O acesso a recursos financeiros para a produção agrícola como forma de alavancar o projeto de Reforma Agrária Popular esteve em pauta na tarde desta segunda-feira (8) no Rio de Janeiro (RJ). O Seminário “A construção de Institutos de Ciência e Tecnologia para a Reforma Agrária Popular” conta com a participação de integrantes do setor de produção e de projetos do Movimento dos Trabalhadores Rurais Sem Terra (MST) de diversos estados, além de representantes de pesquisadores ligados a universidades públicas.
O encontro segue até o dia 10 de dezembro e é organizado pela Associação Lima Barreto Educação e Comunicação com patrocínio do Banco Nacional de Desenvolvimento Econômico e Social (BNDES).
O coordenador Nacional de Produção, Cooperação e Meio Ambiente do MST, Daniel Mancio, abriu os trabalhos explicando que esta é um debate antigo do setor de produção e o encontro servirá para aprofundar as discussões e conhecer melhor as possibilidades de acesso a financiamento.
Ele lembrou ainda que o MST discutiu em maio deste ano sua concepção de inovação tecnológica na agricultura familiar e quais características desse modelo de produção devem estar presentes em uma política nacional de ciência, tecnologia e inovação. “A diversidade está como elemento central”, disse.

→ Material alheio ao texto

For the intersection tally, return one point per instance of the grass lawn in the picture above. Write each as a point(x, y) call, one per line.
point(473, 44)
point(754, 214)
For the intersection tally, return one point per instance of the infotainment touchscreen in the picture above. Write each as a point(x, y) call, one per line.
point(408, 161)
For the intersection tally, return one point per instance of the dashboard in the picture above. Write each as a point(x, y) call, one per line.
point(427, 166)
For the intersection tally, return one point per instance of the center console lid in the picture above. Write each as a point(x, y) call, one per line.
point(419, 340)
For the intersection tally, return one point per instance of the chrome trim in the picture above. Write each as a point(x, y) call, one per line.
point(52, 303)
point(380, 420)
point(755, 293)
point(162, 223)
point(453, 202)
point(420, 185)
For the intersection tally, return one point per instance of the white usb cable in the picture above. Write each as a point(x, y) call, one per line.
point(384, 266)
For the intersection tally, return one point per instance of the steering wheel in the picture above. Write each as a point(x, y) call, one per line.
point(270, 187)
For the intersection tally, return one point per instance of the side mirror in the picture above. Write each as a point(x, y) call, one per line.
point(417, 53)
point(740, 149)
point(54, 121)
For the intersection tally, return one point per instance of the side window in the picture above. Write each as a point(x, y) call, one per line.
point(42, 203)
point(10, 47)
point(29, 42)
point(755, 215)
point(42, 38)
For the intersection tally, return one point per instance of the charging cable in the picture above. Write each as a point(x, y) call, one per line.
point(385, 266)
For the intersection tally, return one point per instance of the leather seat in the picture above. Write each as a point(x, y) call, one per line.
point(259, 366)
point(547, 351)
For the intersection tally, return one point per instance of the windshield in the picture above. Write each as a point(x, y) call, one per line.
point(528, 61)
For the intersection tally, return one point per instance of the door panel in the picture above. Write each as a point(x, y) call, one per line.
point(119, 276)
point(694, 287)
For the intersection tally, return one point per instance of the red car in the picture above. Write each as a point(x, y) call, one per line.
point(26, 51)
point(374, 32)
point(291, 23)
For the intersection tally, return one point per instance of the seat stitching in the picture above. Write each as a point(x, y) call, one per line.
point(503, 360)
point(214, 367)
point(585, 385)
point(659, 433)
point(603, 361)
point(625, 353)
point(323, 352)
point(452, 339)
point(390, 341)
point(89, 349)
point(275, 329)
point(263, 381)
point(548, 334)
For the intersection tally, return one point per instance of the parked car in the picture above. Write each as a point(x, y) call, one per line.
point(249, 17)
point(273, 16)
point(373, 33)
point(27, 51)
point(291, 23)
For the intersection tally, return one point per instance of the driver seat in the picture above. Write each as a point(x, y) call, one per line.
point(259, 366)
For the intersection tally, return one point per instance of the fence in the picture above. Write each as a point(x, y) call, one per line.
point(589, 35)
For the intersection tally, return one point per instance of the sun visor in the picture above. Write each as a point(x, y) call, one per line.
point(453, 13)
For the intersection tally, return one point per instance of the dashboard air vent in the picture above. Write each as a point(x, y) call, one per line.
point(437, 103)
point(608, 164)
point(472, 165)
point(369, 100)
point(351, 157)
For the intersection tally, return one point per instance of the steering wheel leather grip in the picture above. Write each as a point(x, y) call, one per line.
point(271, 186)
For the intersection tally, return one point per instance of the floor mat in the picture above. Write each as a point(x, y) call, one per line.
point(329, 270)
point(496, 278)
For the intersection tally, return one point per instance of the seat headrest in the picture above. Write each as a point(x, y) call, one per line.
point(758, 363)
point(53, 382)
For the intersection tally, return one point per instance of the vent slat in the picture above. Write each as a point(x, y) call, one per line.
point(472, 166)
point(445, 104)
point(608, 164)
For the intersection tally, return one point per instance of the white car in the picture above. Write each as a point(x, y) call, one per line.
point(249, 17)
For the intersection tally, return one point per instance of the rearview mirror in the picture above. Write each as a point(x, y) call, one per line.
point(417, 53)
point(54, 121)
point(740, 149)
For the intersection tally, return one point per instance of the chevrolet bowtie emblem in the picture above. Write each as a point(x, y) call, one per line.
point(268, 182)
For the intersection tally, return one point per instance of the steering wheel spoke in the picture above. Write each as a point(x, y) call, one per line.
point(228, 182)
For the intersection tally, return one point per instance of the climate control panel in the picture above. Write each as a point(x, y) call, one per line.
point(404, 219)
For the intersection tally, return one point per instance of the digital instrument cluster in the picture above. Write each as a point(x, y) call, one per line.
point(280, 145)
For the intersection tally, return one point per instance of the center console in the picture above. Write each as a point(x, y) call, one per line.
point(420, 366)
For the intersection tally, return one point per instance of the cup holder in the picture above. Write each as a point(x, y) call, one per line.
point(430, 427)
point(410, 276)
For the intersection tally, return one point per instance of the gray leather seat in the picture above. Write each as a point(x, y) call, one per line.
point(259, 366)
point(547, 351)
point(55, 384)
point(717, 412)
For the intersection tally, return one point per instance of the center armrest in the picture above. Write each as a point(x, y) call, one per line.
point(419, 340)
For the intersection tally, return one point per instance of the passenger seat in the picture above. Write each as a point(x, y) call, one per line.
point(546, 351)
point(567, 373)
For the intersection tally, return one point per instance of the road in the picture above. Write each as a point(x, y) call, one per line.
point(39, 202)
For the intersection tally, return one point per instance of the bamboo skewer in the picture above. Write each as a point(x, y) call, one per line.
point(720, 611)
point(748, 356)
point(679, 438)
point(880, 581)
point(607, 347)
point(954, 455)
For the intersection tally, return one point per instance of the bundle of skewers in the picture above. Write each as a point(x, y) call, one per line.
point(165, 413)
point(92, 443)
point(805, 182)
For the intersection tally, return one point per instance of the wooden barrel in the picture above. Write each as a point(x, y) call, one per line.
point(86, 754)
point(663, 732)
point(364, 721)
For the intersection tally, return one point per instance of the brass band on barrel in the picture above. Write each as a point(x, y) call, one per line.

Na sequência, o representante do BNDES na mesa, Joaquim Vasconcelos, falou da importância da agricultura para a economia brasileira, responsável por quase 30% do Produto Interno Bruto (PIB), grande parte por conta das commodities — produção de soja e milho. No entanto, ele observou que a produção de alimentos que compõem a cesta básica está ganhando protagonismo na liberação de crédito, ainda que o alcance para a agricultura familiar seja pequeno. “Nós temos linhas específicas para agroecologia, sustentabilidade, produção orgânica e temos as taxas de juros muito atrativas, de 0,5% a 8% ao ano, mas nem todo mundo consegue chegar. O desafio é que todo mundo consiga chegar”, disse.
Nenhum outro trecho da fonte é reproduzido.